Interior de la cabaña. Primer plano.
Catharine tendida de espaldas forcejeando. La cámara se aleja y muestra a dos soldados norteamericanos atando a Catharine a la cama.
Primer soldado (al segundo soldado): "Será suficiente" (A Catharine): "No sois vosotras, las mujeres blancas que os habéis unido a ellos, quienes nos importan. Son los renegados como ese salvaje de Girty. Te retendremos aquí hasta que nos digas dónde podemos encontrarle".
Sharon Fields no conseguía recordar lo que sucedía a continuación. A excepción de dos cosas.
Al finalizar el rodaje de la escena, el director había anunciado la pausa del almuerzo, pero, en lugar de desatar a Sharon, la habían dejado atada y se había ido con los componentes del equipo de rodaje mientras ella les insultaba.
Había sido una broma porque regresaron al cabo de diez minutos para desatarla. Pero seguía recordando el pánico que experimentó al observar que se iban y la dejaban atada a la cama.
Era increíble que lo recordara. Y más increíble, si cabe, yacer tendida allí sabiendo que la vida había imitado al arte. Giró la cabeza sobre la almohada y contempló las dos ventanas encortinadas cerradas con tableros de madera.
Las rendijas entre los tableros sólo revelaban oscuridad y le llegaba desde fuera el canto de los grillos. Aquellos tableros de las ventanas contribuían a acrecentar sus temores.
Significaban que aquel descabellado secuestro había sido planeado de antemano. Habían efectuado preparativos con vistas a su llegada. Volvió a preguntarse quiénes serían, qué serían, qué se propondrían hacer con ella.
Si el más alto y feo de ellos había dicho la verdad, se trataba de unos maníacos o pervertidos sexuales.
Y estaban locos, completamente locos, si esperaban que ella accediera de buen grado y se prestara a colaborar. Haber creído en su imagen pública, en la publicidad, haber creído en aquella patraña del símbolo sexual y haber actuado en consecuencia cometiendo aquel horrendo delito, en la suposición de que ella se mostraría dispuesta a comportarse como la persona que ficticiamente era en la pantalla, eso era lo más descabellado.
Cuánto hubiera deseado poder dormir. Cuánta falta le hubiera hecho la píldora tranquilizante. Pero sabía que en su actual estado tampoco hubiera ejercido efecto.
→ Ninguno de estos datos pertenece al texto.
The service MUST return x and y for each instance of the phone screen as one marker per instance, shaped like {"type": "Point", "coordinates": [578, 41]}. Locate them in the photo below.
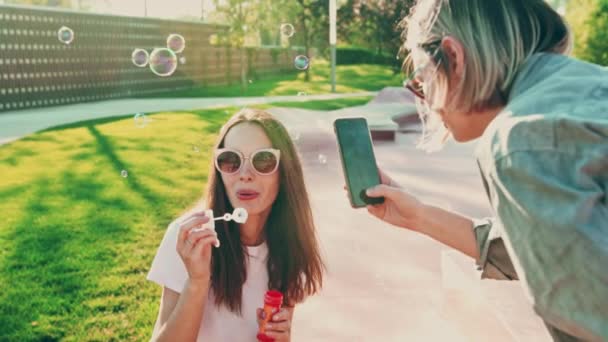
{"type": "Point", "coordinates": [358, 161]}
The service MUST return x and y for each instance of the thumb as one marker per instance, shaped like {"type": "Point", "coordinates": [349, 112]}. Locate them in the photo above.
{"type": "Point", "coordinates": [383, 190]}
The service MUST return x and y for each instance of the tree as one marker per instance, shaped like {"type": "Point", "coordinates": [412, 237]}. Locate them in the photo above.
{"type": "Point", "coordinates": [373, 24]}
{"type": "Point", "coordinates": [312, 24]}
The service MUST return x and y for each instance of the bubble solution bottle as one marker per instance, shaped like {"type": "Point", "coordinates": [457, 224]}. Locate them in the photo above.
{"type": "Point", "coordinates": [272, 304]}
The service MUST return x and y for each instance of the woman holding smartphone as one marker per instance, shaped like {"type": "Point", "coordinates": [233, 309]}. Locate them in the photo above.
{"type": "Point", "coordinates": [216, 293]}
{"type": "Point", "coordinates": [497, 71]}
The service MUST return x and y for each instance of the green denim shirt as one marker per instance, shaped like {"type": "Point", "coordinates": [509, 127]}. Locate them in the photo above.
{"type": "Point", "coordinates": [544, 163]}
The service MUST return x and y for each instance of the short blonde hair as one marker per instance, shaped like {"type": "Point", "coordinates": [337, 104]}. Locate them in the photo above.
{"type": "Point", "coordinates": [498, 37]}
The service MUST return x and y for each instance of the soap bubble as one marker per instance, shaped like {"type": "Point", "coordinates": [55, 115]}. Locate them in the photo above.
{"type": "Point", "coordinates": [301, 62]}
{"type": "Point", "coordinates": [65, 35]}
{"type": "Point", "coordinates": [141, 120]}
{"type": "Point", "coordinates": [140, 57]}
{"type": "Point", "coordinates": [163, 62]}
{"type": "Point", "coordinates": [176, 43]}
{"type": "Point", "coordinates": [287, 30]}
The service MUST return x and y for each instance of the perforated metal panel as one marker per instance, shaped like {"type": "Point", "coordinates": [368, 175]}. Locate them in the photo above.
{"type": "Point", "coordinates": [37, 69]}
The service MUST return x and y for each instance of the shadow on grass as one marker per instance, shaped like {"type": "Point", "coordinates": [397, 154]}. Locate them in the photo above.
{"type": "Point", "coordinates": [56, 258]}
{"type": "Point", "coordinates": [63, 245]}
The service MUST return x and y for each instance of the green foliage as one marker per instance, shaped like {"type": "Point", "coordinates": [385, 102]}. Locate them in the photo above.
{"type": "Point", "coordinates": [77, 239]}
{"type": "Point", "coordinates": [375, 25]}
{"type": "Point", "coordinates": [589, 21]}
{"type": "Point", "coordinates": [347, 55]}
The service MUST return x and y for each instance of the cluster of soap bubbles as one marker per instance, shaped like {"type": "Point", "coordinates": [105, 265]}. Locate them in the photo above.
{"type": "Point", "coordinates": [301, 62]}
{"type": "Point", "coordinates": [162, 61]}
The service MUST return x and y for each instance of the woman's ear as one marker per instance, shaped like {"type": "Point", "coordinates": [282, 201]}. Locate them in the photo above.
{"type": "Point", "coordinates": [454, 52]}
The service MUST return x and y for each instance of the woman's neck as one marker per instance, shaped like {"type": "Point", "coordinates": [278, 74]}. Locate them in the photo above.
{"type": "Point", "coordinates": [252, 231]}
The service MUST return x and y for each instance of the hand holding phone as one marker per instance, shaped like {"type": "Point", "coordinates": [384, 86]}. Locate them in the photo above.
{"type": "Point", "coordinates": [358, 160]}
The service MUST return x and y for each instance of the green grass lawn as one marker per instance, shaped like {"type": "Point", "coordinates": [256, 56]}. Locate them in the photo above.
{"type": "Point", "coordinates": [350, 78]}
{"type": "Point", "coordinates": [77, 238]}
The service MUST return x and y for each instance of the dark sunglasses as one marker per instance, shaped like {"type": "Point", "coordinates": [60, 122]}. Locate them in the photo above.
{"type": "Point", "coordinates": [230, 161]}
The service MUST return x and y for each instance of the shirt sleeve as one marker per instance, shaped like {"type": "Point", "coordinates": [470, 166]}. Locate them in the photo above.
{"type": "Point", "coordinates": [553, 212]}
{"type": "Point", "coordinates": [494, 261]}
{"type": "Point", "coordinates": [167, 268]}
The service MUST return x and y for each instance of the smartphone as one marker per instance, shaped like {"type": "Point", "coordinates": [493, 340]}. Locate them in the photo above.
{"type": "Point", "coordinates": [358, 160]}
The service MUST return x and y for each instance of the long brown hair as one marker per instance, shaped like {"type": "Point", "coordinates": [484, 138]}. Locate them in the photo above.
{"type": "Point", "coordinates": [294, 263]}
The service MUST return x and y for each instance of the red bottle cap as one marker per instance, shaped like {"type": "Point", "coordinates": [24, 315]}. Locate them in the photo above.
{"type": "Point", "coordinates": [273, 298]}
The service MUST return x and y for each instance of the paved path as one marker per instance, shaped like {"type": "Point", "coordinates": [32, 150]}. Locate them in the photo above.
{"type": "Point", "coordinates": [388, 284]}
{"type": "Point", "coordinates": [16, 124]}
{"type": "Point", "coordinates": [383, 283]}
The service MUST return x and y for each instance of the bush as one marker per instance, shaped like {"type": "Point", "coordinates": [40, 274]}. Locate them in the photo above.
{"type": "Point", "coordinates": [589, 21]}
{"type": "Point", "coordinates": [347, 55]}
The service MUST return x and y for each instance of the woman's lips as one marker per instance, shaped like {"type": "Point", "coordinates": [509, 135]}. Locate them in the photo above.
{"type": "Point", "coordinates": [247, 195]}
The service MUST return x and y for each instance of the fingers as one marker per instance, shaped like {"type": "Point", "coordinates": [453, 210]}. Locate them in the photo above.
{"type": "Point", "coordinates": [383, 190]}
{"type": "Point", "coordinates": [195, 220]}
{"type": "Point", "coordinates": [385, 179]}
{"type": "Point", "coordinates": [281, 316]}
{"type": "Point", "coordinates": [277, 328]}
Su temor sería más fuerte que el fármaco. Además, durmiendo estaría a su merced y no quería consentirlo. Aunque bien era cierto que aquella mañana la habían narcotizado, se la habían llevado inconsciente y no le habían causado el menor daño.
No, claro que no. Estaba segura. Aquella mañana se le antojaba muy lejana y brumosa. Había tenido tantos proyectos, los proyectos del día, el equipaje, las llamadas, las cartas, el proyecto del viaje a Londres al día siguiente, todo se había desvanecido como por arte de magia y ahora se le antojaba algo totalmente absurdo.
Por centésima vez volvió a aflorar a la superficie de su espíritu una débil esperanza. La echarían en falta.
Se tomaba una taza de café en la habitación cuando despertaba, pero Pearl siempre le tenía preparado un zumo de frutas y cereales para cuando regresaba de su paseo matinal.